- Alma mater: Boston Conservatory at Berklee; New England Conservatory of Music; Boston University; University of Illinois Urbana-Champaign;
- Occupation: Musicologist, musician, organist, university teacher
- Employer: Georgia State University; Morris Brown College; Simmons University;
- Spouse(s): Lawrence Carter
- Awards: lifetime achievement award (Society for American Music);

= Marva Griffin Carter =

American musicologist

Marva Griffin Carter is an American musician, composer, musicologist, and author. She has worked as an academic administrator and professor at Georgia State University since 1993. In 2020 the Society for American Music recognized her work with a Lifetime Achievement Award, granted "in recognition of the recipient's significant and substantial lifetime achievement in scholarship, performance, teaching, and/or support of American Music."

== Early life and education ==
Carter graduated from the Boston Conservatory (now Boston Conservatory at Berklee) with a Bachelor of Music in Piano Performance, and received a Master of Music from the New England Conservatory of Music. She then earned a second master's degree in musicology from Boston University in 1975. In 1988 she received a doctorate (PhD) from the University of Illinois at Urbana.

The subject of her master's thesis at Boston University was the composer Hall Johnson. Her PhD dissertation was titled The life and music of Will Marion Cook. (Note: This work was also the basis for Griffin's later published book on the same subject (see Publications).)

She has spoken of a serendipitous meeting in 1970 with the musicologist Eileen Southern, who inspired her to pursue an academic career, saying of the encounter, "[she] basically recruited me," and "I would not have achieved what I have, or even pursued my areas of interest were it not for her."

== Work and career ==
Carter began her academic career as coordinator of the African American Studies Program at Simmons University, Boston. She then became the chair of the Music Department at Morris Brown College in Atlanta, Georgia. Since 1993 she has worked as an academic administrator and professor at Georgia State University, where she served as Assistant Director, later Director of Graduate Studies, and currently, Co-Chair of the Diversity, Equity, and Inclusion Committee in the School of Music. She was the 1998 Barbara Jordan/W. E. B. DuBois Award for Outstanding Teaching recipient.

She is a member of the American Musicological Society and the Society for American Music.

Her book Swing Along: The Musical life of Will Marion Cook was published in 2008.

Carter was the organist for Ebenezer Baptist Church in Atlanta. She is also writing a book about the sacred musical traditions and repertoire of the historic church.

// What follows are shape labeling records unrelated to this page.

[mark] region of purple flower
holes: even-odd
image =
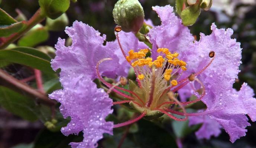
[[[156,53],[158,47],[179,53],[188,64],[187,70],[182,76],[185,78],[203,69],[209,62],[209,52],[213,51],[215,59],[197,77],[205,86],[206,92],[201,100],[207,106],[204,112],[197,115],[207,116],[218,122],[229,134],[232,142],[244,136],[247,131],[245,128],[250,125],[245,115],[248,114],[253,121],[256,120],[256,99],[253,97],[253,91],[246,84],[239,91],[232,88],[240,71],[238,67],[241,63],[242,51],[240,44],[230,38],[233,30],[218,29],[213,24],[211,34],[205,36],[201,33],[199,41],[194,43],[187,28],[181,24],[181,20],[172,13],[172,7],[156,7],[153,9],[158,13],[162,24],[154,27],[149,33],[153,44],[152,53]],[[179,91],[190,92],[191,88],[189,87],[181,88]],[[209,135],[205,134],[200,138],[202,135],[206,138]]]
[[[104,133],[113,134],[113,123],[105,120],[113,112],[112,100],[104,90],[97,88],[96,84],[83,75],[71,78],[65,84],[67,85],[63,86],[63,90],[49,95],[61,104],[59,109],[64,118],[71,117],[67,127],[61,128],[61,132],[68,136],[83,131],[84,140],[71,143],[72,148],[96,147]]]
[[[103,133],[111,134],[113,128],[132,123],[145,116],[153,119],[164,114],[177,121],[201,116],[191,118],[194,120],[191,124],[203,123],[198,138],[217,135],[221,125],[232,142],[245,135],[245,128],[250,125],[246,114],[256,120],[256,100],[251,88],[246,84],[240,91],[232,88],[239,72],[242,49],[239,43],[231,38],[232,30],[218,29],[213,24],[211,34],[201,34],[200,40],[194,41],[172,7],[156,6],[153,10],[162,23],[153,27],[147,35],[152,49],[146,48],[133,33],[123,31],[117,33],[117,40],[104,46],[105,35],[101,36],[92,27],[78,21],[65,30],[72,39],[72,46],[66,47],[65,40],[59,39],[52,65],[55,70],[61,69],[63,89],[50,97],[61,103],[64,117],[71,118],[67,127],[62,129],[62,133],[68,135],[84,132],[83,142],[71,143],[72,147],[95,147]],[[149,51],[151,57],[146,57]],[[130,84],[129,90],[118,86],[121,81],[113,84],[102,77],[125,77],[131,67],[138,85]],[[113,104],[129,102],[140,115],[114,125],[106,122],[105,118],[112,111],[112,101],[103,90],[96,88],[92,81],[96,78],[109,88],[108,92],[113,91],[126,98]],[[198,89],[201,93],[196,92]],[[174,94],[177,91],[182,94],[182,102]],[[186,98],[192,94],[197,99],[186,102]],[[207,106],[205,111],[186,112],[184,105],[199,101]],[[179,105],[183,112],[173,110],[173,104]],[[179,118],[172,114],[185,117]],[[211,128],[216,131],[208,130]]]
[[[72,45],[66,47],[65,40],[59,38],[55,46],[56,56],[51,63],[54,70],[61,70],[60,80],[63,89],[55,91],[49,97],[61,104],[60,109],[64,118],[71,118],[67,127],[62,128],[63,134],[84,132],[83,141],[71,143],[72,147],[94,147],[103,133],[112,134],[113,125],[112,122],[105,121],[106,116],[112,112],[112,100],[93,82],[97,78],[97,64],[103,58],[112,58],[111,63],[102,63],[99,69],[103,75],[112,78],[126,76],[127,64],[124,62],[122,55],[122,58],[119,58],[121,54],[117,42],[107,42],[103,46],[106,35],[100,36],[98,31],[88,25],[75,21],[65,31],[72,38]],[[139,43],[133,34],[120,34],[120,37],[128,39],[122,42],[127,45],[124,46],[126,51],[129,48],[146,47]]]
[[[220,130],[221,126],[220,124],[207,115],[191,117],[189,119],[189,126],[202,124],[201,128],[195,132],[198,139],[209,139],[212,135],[218,137],[221,132]]]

In 2020, her work was recognized with the Society for American Music's Lifetime Achievement Award.

Carter was featured in Harvard Radcliffe Institute's 2022 webinar Black Music and the American University: Eileen Southern's Story.

== Personal life ==
Griffin Carter is married to the historian and civil rights scholar Lawrence Carter. They have one son, Lawrence Edward Carter Jr.

==Publications==
- Griffin Carter, Marva. Hall Johnson – Preserver of the Old Negro Spiritual (1880–1970). www.worldcat.org. Retrieved 2023-03-24. (Master's thesis, Boston University, 1975)
- Griffin Carter, Marva. Roland Hayes–Expressor of the Soul in Song (1887–1977), The Black Perspective in Music, Autumn 1977, 188.
- Griffin Carter, Marva. The life and music of Will Marion Cook. Thesis, Dissertation, University of Illinois at Urbana-Champaign. 1988 – via WorldCat.
- Carter, Marva Griffin. The "New Negro" Legacy of Will Marion Cook. Afro-Americans in New York Life and History (1999). Vol.23 (1), p.25-37
- The "New Negro" Choral Legacy of Hall Johnson, Chorus and community, Ahlquist, Karen, ed. (2006). Urbana: University of Illinois Press. ISBN 0-252-03037-0.
- Weisenfeld, Judith (2011). "The Secret at the Root": Performing African American Religious Modernity in Hall Johnson's Run, Little Chillun. Religion and American Culture: A Journal of Interpretation. 21 (1): 39–80.
- Carter, Marva Griffin (2008). Swing along: the musical life of Will Marion Cook. Oxford University Press. ISBN 978-0-19-986579-6
- Colloquy: Shadow Culture Narratives: Race, Gender, and American Music Historiography, Journal of the American Musicological Society (2020) 73 (3): 711–784.